1 Principles top
Restoration of elbow stability is the goal of reduction and fixation of 21-B3.3 fractures. With complex proximal ulnar fractures, both olecranon and coronoid, if involved, must be reduced and fixed. In this setting, a coronoid fracture is typically large and can be reduced while seen through the olecranon fracture. Then the olecranon is fixed. Radial fracture repair usually follows the ulna.
Exposure of both fractures is a good initial step. Difficulty in reducing either fracture may be caused by malreduction of the fracture in the other bone.
Stability of the elbow must be confirmed at the conclusion of reduction and fixation. If instability remains, supplementary external fixation may be necessary.
Lag screw principles
Lag screws must be inserted as perpendicularly as possible to the fracture plane, to produce compression without displacement of the fracture. Lag screw osteosynthesis alone is not able to resist functional loading. Therefore, a protection plate must be added to allow early mobilization.
Whenever possible (considering soft-tissue condition, fracture configuration, associated radial head fracture etc.), position the plate so an appropriate lag screw can be inserted through it. This offers improved stability.
The plate can be applied either on the lateral, the medial, or the posterior aspect of the ulna. The optimal position depends on the fracture configuration and associated injuries.
When placing the plate in the posterior aspect, make sure that the proximal screws do not protrude into the joint.
In a medial or lateral plate position all screws can be inserted bicortically, thus having better purchase.
To improve proximal stability (short fragment and/or osteoporosis) a posterior plate can be curved around the olecranon and anchored with an axial screw.
2 Reduction and preliminary fixation top
Cleaning of the fracture site
Expose the fracture ends with minimal soft tissue dissection off the bone.
Remove hematoma and irrigate.
Check elbow stability.
Reduce the fracture with the help of small pointed reduction forceps and provisionally fix with forceps or K-wires.
3 Plate preparation topenlarge
Choosing the right plate
Use a six or seven hole plate, depending on the fracture configuration. Usually, three screws in each fragment provide sufficient stability.
The plate may be a small fragment dynamic compression plate (3.5 DCP), or limited contact dynamic compression plate (LC-DCP), or a specific proximal ulna prebent plate.
In osteoporotic bone, a locking plate (LCP) plate may be used.
Prebending and contouring
Prebend the plate according to the surface anatomy of the ulna.

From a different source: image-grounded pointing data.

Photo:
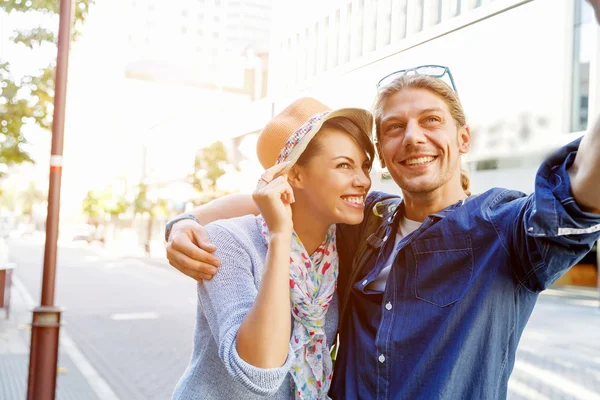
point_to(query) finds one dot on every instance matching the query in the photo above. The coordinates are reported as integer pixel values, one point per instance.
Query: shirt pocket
(443, 268)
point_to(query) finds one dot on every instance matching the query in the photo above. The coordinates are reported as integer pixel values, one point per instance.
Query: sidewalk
(76, 379)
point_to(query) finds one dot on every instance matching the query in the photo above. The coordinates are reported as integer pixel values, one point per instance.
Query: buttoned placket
(383, 339)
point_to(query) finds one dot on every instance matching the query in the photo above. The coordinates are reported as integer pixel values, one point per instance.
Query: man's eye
(433, 118)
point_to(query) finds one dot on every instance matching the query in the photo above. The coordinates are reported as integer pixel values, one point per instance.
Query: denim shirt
(460, 292)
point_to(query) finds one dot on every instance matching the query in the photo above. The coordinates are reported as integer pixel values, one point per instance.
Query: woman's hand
(274, 196)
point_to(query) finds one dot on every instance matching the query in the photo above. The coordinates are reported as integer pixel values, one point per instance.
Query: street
(133, 319)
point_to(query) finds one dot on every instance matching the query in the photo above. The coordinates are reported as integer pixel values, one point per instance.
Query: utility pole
(45, 326)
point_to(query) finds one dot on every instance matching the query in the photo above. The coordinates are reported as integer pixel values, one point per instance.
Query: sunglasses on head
(435, 71)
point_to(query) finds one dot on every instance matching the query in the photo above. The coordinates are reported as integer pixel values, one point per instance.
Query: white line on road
(94, 379)
(553, 379)
(522, 389)
(133, 316)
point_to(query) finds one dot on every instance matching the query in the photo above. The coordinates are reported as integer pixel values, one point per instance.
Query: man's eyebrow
(433, 109)
(346, 157)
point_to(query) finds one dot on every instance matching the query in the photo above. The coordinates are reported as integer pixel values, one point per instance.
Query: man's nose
(414, 134)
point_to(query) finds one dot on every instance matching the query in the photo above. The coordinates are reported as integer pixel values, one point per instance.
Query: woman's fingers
(274, 171)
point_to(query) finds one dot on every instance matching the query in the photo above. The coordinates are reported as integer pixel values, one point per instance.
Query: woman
(317, 165)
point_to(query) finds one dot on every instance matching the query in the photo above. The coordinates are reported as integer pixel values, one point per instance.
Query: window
(345, 33)
(321, 38)
(358, 25)
(435, 12)
(583, 32)
(418, 16)
(398, 20)
(474, 4)
(334, 41)
(384, 23)
(455, 8)
(370, 26)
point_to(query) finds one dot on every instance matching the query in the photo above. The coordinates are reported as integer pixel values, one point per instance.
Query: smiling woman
(317, 165)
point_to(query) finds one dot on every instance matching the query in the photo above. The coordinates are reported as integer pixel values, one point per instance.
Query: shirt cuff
(556, 212)
(264, 381)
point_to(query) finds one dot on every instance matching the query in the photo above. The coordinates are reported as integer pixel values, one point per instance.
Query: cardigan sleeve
(225, 301)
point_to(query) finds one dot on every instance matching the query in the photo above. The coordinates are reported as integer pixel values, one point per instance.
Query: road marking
(133, 316)
(553, 379)
(93, 378)
(524, 390)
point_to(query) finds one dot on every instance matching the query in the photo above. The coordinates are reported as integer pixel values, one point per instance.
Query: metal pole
(46, 318)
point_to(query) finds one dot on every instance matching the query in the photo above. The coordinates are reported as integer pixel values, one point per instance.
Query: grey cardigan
(216, 371)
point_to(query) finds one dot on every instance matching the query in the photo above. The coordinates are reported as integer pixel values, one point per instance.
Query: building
(528, 72)
(198, 42)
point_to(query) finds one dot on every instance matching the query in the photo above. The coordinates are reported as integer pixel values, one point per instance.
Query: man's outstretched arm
(188, 246)
(584, 173)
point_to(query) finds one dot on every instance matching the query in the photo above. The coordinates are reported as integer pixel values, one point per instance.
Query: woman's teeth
(354, 199)
(419, 161)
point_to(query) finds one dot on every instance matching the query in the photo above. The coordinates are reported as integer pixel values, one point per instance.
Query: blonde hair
(437, 87)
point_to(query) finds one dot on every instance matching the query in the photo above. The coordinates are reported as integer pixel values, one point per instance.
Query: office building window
(334, 41)
(324, 44)
(358, 29)
(370, 26)
(399, 17)
(384, 23)
(345, 34)
(434, 10)
(300, 53)
(583, 32)
(418, 16)
(475, 4)
(455, 8)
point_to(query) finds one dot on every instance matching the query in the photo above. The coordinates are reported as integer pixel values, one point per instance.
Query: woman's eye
(393, 127)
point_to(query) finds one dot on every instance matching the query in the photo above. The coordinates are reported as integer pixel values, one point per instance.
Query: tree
(31, 197)
(208, 166)
(92, 207)
(30, 98)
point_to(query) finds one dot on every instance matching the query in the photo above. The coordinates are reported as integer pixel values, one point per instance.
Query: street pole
(45, 326)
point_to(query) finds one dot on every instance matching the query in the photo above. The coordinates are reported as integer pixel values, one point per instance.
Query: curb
(93, 378)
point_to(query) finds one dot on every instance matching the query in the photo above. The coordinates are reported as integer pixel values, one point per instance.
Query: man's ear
(464, 139)
(380, 154)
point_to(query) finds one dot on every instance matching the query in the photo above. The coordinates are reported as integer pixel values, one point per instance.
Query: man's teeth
(418, 161)
(354, 199)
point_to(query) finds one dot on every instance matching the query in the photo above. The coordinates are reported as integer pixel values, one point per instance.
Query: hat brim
(360, 117)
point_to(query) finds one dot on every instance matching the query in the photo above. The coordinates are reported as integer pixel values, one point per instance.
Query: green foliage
(31, 197)
(208, 166)
(144, 204)
(92, 207)
(30, 99)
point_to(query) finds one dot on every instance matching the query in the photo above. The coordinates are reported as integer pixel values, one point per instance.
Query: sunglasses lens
(433, 71)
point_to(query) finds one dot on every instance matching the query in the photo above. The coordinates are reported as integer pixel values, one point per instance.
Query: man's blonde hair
(434, 85)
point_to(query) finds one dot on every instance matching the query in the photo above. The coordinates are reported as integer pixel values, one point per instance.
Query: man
(438, 312)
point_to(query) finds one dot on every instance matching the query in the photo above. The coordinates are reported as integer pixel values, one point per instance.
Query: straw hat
(286, 136)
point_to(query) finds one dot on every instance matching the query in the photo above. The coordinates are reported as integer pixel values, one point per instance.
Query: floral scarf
(313, 281)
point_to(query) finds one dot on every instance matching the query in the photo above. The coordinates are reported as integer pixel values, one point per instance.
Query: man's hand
(189, 250)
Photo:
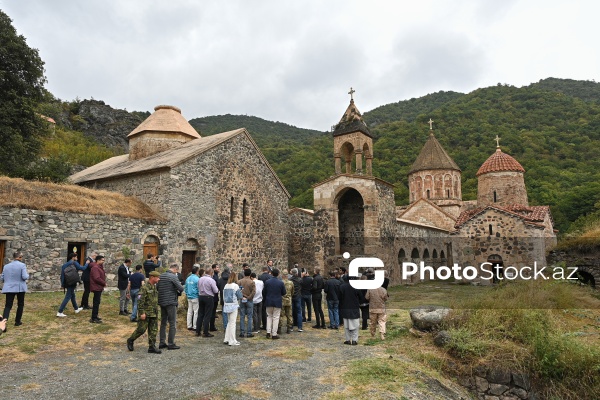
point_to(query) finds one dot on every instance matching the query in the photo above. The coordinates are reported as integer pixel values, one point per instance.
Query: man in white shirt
(257, 314)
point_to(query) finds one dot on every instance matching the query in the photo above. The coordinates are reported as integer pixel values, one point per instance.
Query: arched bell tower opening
(351, 217)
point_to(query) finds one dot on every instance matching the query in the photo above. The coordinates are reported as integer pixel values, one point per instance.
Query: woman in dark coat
(350, 312)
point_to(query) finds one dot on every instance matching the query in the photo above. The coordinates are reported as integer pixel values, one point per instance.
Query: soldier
(148, 314)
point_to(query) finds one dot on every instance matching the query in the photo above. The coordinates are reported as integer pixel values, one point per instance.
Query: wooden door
(187, 262)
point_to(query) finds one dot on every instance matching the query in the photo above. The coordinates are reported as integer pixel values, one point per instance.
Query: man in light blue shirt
(191, 292)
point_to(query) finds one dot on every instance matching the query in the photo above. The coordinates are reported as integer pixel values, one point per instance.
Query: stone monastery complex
(222, 202)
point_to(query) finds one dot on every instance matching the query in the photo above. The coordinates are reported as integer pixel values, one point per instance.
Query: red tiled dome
(499, 162)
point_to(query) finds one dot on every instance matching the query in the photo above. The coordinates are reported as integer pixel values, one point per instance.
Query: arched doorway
(351, 217)
(151, 244)
(497, 267)
(188, 257)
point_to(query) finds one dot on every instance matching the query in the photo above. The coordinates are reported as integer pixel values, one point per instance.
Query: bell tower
(352, 143)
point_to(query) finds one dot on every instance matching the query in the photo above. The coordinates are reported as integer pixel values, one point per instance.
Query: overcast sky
(295, 62)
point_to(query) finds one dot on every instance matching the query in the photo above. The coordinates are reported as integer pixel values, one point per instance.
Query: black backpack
(71, 275)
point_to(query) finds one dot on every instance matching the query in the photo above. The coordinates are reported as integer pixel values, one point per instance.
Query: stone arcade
(355, 212)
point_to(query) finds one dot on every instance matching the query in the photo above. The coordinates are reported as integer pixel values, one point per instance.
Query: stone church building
(355, 212)
(216, 199)
(221, 199)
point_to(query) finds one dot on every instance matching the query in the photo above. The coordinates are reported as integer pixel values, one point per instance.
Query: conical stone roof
(351, 121)
(433, 156)
(499, 162)
(166, 119)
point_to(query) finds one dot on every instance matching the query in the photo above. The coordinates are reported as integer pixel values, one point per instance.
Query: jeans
(318, 307)
(246, 310)
(123, 300)
(257, 315)
(96, 304)
(306, 303)
(134, 295)
(168, 314)
(334, 313)
(85, 297)
(297, 310)
(205, 305)
(192, 316)
(10, 298)
(70, 295)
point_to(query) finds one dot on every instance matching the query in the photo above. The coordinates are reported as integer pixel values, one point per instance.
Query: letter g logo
(366, 262)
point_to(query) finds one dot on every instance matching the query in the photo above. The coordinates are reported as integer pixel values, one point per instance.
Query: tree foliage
(21, 89)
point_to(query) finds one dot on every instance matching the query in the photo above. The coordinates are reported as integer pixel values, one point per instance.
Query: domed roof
(433, 156)
(166, 119)
(499, 162)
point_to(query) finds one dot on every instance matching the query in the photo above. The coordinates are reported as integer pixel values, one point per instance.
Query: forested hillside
(551, 127)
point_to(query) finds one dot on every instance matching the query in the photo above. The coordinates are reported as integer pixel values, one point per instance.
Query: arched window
(414, 254)
(245, 211)
(426, 254)
(401, 255)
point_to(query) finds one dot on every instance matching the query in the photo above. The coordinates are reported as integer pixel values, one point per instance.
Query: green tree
(21, 89)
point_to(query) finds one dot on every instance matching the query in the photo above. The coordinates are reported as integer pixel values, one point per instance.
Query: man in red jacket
(97, 284)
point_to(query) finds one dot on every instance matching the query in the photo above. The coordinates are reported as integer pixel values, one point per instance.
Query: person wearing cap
(70, 289)
(147, 314)
(169, 289)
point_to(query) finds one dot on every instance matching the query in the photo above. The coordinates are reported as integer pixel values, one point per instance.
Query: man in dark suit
(122, 283)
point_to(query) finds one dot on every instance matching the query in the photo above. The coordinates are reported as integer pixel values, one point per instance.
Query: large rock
(428, 318)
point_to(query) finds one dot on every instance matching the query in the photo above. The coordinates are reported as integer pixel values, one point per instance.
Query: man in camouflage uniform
(286, 310)
(147, 314)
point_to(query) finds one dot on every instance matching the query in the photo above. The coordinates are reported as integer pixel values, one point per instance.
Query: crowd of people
(274, 301)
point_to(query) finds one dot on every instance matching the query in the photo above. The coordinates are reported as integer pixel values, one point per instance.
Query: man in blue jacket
(272, 296)
(14, 275)
(70, 289)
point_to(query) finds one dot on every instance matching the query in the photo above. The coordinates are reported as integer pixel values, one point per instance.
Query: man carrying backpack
(69, 278)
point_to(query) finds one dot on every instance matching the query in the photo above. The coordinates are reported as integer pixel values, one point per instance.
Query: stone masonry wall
(518, 244)
(301, 239)
(43, 237)
(196, 198)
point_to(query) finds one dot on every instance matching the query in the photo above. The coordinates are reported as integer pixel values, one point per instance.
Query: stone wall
(496, 233)
(226, 202)
(301, 238)
(43, 237)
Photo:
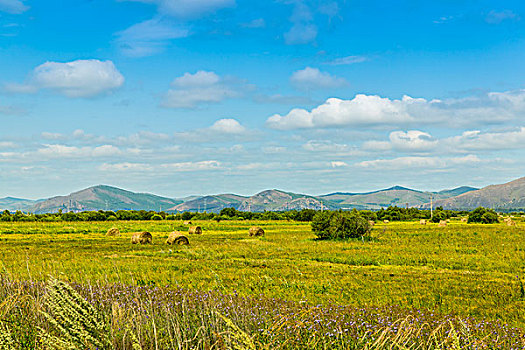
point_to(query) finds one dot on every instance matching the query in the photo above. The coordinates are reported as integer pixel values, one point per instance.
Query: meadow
(463, 272)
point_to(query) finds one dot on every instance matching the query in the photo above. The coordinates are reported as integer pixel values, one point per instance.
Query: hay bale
(256, 231)
(141, 238)
(113, 232)
(177, 238)
(195, 230)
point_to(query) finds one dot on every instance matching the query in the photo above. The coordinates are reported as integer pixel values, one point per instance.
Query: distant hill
(210, 203)
(275, 200)
(393, 196)
(510, 195)
(104, 198)
(457, 191)
(507, 196)
(14, 204)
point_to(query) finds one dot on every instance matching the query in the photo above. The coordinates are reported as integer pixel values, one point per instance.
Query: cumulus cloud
(256, 23)
(81, 78)
(404, 163)
(228, 126)
(496, 17)
(300, 34)
(303, 30)
(64, 151)
(344, 61)
(362, 110)
(149, 37)
(12, 110)
(13, 6)
(125, 167)
(192, 166)
(194, 90)
(415, 141)
(324, 146)
(490, 141)
(312, 78)
(377, 111)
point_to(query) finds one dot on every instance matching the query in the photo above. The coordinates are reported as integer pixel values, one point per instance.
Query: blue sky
(182, 97)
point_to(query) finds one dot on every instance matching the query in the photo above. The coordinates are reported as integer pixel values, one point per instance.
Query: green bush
(156, 217)
(483, 215)
(339, 225)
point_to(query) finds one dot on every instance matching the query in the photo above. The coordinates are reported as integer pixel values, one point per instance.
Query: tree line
(391, 213)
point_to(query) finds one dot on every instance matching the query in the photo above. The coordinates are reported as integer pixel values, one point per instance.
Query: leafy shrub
(483, 215)
(339, 225)
(438, 216)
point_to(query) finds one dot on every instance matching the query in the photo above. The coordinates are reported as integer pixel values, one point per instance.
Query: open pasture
(467, 270)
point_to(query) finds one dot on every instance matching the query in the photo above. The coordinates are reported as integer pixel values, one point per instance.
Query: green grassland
(462, 269)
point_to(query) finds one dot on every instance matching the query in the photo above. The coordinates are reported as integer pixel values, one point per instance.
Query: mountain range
(505, 196)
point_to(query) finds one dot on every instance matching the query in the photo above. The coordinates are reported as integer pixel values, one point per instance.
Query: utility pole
(431, 208)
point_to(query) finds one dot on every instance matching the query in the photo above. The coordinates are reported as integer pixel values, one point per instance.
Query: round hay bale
(113, 232)
(195, 230)
(509, 222)
(141, 238)
(177, 238)
(256, 231)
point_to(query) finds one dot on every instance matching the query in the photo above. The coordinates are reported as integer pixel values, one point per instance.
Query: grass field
(467, 270)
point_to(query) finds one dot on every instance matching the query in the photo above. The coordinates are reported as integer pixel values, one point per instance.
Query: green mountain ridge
(103, 197)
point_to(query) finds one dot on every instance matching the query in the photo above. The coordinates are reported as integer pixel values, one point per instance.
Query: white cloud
(7, 144)
(64, 151)
(228, 126)
(338, 164)
(81, 78)
(362, 110)
(192, 166)
(12, 110)
(496, 17)
(373, 110)
(149, 37)
(199, 79)
(13, 6)
(303, 30)
(343, 61)
(313, 78)
(193, 90)
(301, 34)
(126, 166)
(413, 140)
(492, 141)
(189, 8)
(273, 149)
(324, 146)
(256, 23)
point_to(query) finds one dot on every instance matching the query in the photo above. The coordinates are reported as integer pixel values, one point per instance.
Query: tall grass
(117, 316)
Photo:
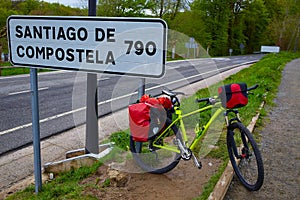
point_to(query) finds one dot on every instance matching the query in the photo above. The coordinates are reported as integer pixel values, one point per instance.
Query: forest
(218, 26)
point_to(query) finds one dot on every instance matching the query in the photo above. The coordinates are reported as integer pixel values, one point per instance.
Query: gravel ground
(280, 144)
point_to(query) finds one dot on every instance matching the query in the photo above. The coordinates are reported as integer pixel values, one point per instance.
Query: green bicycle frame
(199, 133)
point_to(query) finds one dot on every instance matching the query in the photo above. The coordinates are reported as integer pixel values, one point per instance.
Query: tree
(284, 26)
(256, 22)
(122, 8)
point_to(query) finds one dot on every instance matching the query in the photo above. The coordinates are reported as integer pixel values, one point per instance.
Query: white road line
(107, 101)
(27, 91)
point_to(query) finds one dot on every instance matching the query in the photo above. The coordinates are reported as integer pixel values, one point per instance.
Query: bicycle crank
(187, 154)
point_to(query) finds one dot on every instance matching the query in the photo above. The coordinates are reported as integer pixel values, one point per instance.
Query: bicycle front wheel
(245, 156)
(153, 159)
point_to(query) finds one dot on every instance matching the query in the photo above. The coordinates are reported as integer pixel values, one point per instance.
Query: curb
(222, 185)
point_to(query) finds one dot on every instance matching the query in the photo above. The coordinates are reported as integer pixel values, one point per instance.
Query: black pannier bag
(233, 95)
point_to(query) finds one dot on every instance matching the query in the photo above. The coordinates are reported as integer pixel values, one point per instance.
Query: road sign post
(122, 46)
(92, 133)
(36, 129)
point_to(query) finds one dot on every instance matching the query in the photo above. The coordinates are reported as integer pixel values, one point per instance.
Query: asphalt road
(62, 96)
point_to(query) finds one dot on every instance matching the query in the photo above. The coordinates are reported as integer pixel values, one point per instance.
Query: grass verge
(266, 73)
(7, 70)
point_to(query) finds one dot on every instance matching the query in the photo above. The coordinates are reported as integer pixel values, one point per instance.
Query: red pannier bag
(233, 95)
(146, 119)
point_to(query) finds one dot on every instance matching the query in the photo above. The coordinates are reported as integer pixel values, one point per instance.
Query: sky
(72, 3)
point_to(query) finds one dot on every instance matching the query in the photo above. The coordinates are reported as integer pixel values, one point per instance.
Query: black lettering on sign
(52, 32)
(100, 35)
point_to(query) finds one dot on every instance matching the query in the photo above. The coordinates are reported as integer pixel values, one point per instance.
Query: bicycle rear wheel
(156, 160)
(245, 156)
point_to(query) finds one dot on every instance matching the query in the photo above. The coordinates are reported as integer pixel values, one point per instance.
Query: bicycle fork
(187, 154)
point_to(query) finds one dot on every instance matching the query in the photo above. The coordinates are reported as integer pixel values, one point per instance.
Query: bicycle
(163, 152)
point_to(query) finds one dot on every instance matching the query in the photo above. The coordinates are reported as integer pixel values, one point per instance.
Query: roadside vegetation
(266, 73)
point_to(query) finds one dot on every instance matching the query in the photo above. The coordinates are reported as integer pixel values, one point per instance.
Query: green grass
(10, 71)
(266, 73)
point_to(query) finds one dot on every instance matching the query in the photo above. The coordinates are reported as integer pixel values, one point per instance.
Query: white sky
(72, 3)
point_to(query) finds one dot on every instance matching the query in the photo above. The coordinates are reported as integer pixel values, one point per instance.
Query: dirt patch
(183, 182)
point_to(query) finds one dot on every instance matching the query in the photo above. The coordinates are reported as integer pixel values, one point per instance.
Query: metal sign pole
(36, 129)
(141, 89)
(92, 136)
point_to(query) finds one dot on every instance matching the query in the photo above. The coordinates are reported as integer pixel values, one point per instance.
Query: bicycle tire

Contouring of the plate is achieved with bending irons or a bending press.
4 Lag screw insertion topenlarge
Drill a 3.5 mm gliding hole for the lag screw into the posterior cortical bone of the distal fragment.
Insert the 2.5 mm drill sleeve into the gliding hole until it reaches the far cortical bone.
Now drill the far cortex with the 2.5 mm drill bit.
Countersink the cortex of the distal fragment in order to have more surface area to distribute the force caused by the head of the lag screw.
Measure the depth of the hole with the hook of the depth gauge pointing proximally.
Tap the far cortex with the 3.5 mm cortical tap and protection sleeve.
Always measure before tapping so as not to disturb the tapped thread.
Lag screw insertion
Closely observe the compression effect on the fracture line while tightening the lag screw.
The reduction forceps should be removed just before the final tightening of the screw.
5 Protection plate topenlarge
Apply the contoured plate and fix it to the bone with three screws proximal and three screws distal to the fracture in neutral position to protect the lag screw.
An interim assessment of alignment, stability and range of motion is advisable after fixation of the ulna. Check results with image intensifier or x-ray.
6 Final assessment topenlarge
Final assessment, after fixing both radius and ulna, includes range of motion in pronation, supination, flexion and extension. Fixation should be stable and crepitus or restricted motion should be absent. Radiocapitellar and ulnohumeral joints should remain located through a full range of motion.
Check results with image intensifier or x-ray.